Big O notation is a measure of how well the algorithm performs in terms of space or time. For your purposes in CS012, we’ll be focusing on time. In Big O notation, you only consider the highest-ordered term and don’t consider multiplication by constants. We’ll go over what this means with a few examples.

Examples

for (int i = 0; i < v.size(); i++) {
    cout << v.at(i) << endl;
}
for (int i = 0; i < v.size(); i++) {
    cout << v.at(i) << endl;
}

In this example, we are printing out a vector<int> twice. You can think of this as O(2n) since we are linearly scanning the vector twice. According to our second rule that we ignore constants however, our actual Big O is O(n).

for (int i = 0; i < v.size() / 2; i++) {
    cout << v.at(i) << endl;
}

In this example, we are printing out only half of the vector<int>. You can think of our runtime as O(n/2). Since constants don’t matter however, our Big O is O(n).

for (int i = 1; i < v.size(); i *= 2) {
    cout << v.at(i) << endl;
}

Although you may be tempted to think this is O(n) once again, the real answer is O(log(n)). You start with i = 1 -> 2 -> 4 -> 8. We double the i each time, meaning we cover twice the amount of space as the last step, thus skipping a different number of elements each time.

for (int i = 0; i < v.size(); i++) { // 1
    for (int i = 0; i < v.size(); i += 2) { // 2
        cout << v.at(i) << endl; // 3
    } // 4
} // 5
for (int i = 1; i < v.size(); i *= 3) { // 6
    cout << v.at(i) << endl; // 7
}// 8

The loops from lines 1 - 5 have a Big O of O(n2). Line 1 runs O(n) times and for each of those loop iterations, line 2 runs O(n) times as well, thus resulting in O(n2). The loop from line 6 to line 8 runs O(log(n)) times. You can think of this code segment as having an O(n2 + log(n)) runtime. Our highest ordered term is n2 since it grows much faster than log(n). Thus, our total runtime is O(n2).
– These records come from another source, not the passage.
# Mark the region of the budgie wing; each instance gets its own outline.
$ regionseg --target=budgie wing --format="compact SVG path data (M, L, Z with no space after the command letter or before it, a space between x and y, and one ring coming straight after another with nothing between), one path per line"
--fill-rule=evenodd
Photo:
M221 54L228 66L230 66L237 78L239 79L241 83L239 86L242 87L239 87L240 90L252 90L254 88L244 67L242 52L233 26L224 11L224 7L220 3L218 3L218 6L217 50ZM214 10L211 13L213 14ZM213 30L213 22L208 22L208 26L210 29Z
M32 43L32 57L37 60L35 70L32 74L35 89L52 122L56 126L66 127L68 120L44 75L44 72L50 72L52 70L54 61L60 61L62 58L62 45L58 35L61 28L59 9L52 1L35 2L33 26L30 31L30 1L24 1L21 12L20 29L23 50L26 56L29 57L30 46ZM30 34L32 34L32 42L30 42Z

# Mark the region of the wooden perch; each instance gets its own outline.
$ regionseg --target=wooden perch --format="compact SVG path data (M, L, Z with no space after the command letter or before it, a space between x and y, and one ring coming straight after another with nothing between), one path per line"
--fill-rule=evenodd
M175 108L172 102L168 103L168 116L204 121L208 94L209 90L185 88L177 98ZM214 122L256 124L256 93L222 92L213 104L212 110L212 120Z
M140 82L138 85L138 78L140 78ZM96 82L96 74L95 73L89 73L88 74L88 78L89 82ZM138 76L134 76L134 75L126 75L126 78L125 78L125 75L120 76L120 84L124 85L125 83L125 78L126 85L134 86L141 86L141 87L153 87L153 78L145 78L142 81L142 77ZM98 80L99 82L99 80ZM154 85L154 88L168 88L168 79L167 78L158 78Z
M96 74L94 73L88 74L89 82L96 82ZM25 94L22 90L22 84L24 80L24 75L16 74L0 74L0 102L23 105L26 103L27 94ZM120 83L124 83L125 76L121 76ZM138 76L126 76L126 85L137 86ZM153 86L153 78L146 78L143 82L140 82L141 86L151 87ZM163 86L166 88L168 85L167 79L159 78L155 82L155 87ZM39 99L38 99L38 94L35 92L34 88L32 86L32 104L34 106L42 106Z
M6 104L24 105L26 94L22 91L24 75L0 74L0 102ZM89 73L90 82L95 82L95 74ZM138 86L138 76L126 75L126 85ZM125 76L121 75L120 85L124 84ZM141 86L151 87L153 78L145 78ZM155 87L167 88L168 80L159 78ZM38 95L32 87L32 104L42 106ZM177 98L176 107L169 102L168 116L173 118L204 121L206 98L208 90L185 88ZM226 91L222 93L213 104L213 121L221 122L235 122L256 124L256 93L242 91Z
• As a side note, one of the harder algorithms to come up with a runtime is merge sort. For merge sort, you can think of it as having a log(n) number of recursive levels. Each level is O(n) because it is calling the merge() function. Thus, our runtime is O(nlog(n)).

Exercises

Try to come up with the runtime for these ones on your own. The answers will be at the bottom, but try it for yourself first!

Practice 1

for (int i = 0; i < 5; i++) {
    for (int i = 3; i < v.size(); i += 2) {
        cout << v.at(i) << endl;
    }
}

Practice 2

int BinarySearch(int numbers[], int numbersSize, int key) {
   int mid;
   int low;
   int high;
   
   low = 0;
   high = numbersSize - 1;
   
   while (high >= low) {
      // prevent integer overflow by casting to unsigned
      mid = (int)((static_cast<unsigned>(high) + static_cast<unsigned>(low)) / 2);
      if (numbers[mid] < key) {
         low = mid + 1;
      }
      else if (numbers[mid] > key) {
         high = mid - 1;
      }
      else {
         return mid;
      }
   }
   
   return -1; // not found
}

Practice 3

#include <algorithm>
#include <vector>
#include <iostream>
using namespace std;

void sortAndPrint(vector<int> &v) {
    for (unsigned i = 0; i + 1 < v.size(); i++) {
        int minLoc = i;
        for (unsigned j = i + 1; j < v.size(); j++) {
            if (v.at(j) < v.at(minLoc)) {
                minLoc = j;
            }
        }
        swap(v.at(minLoc), v.at(i));
    }

    for (int i : v) {
        cout << i << " ";
    }
    cout << endl;
}

Answers

1. O(n)
2. O(log(n))
3. O(n2)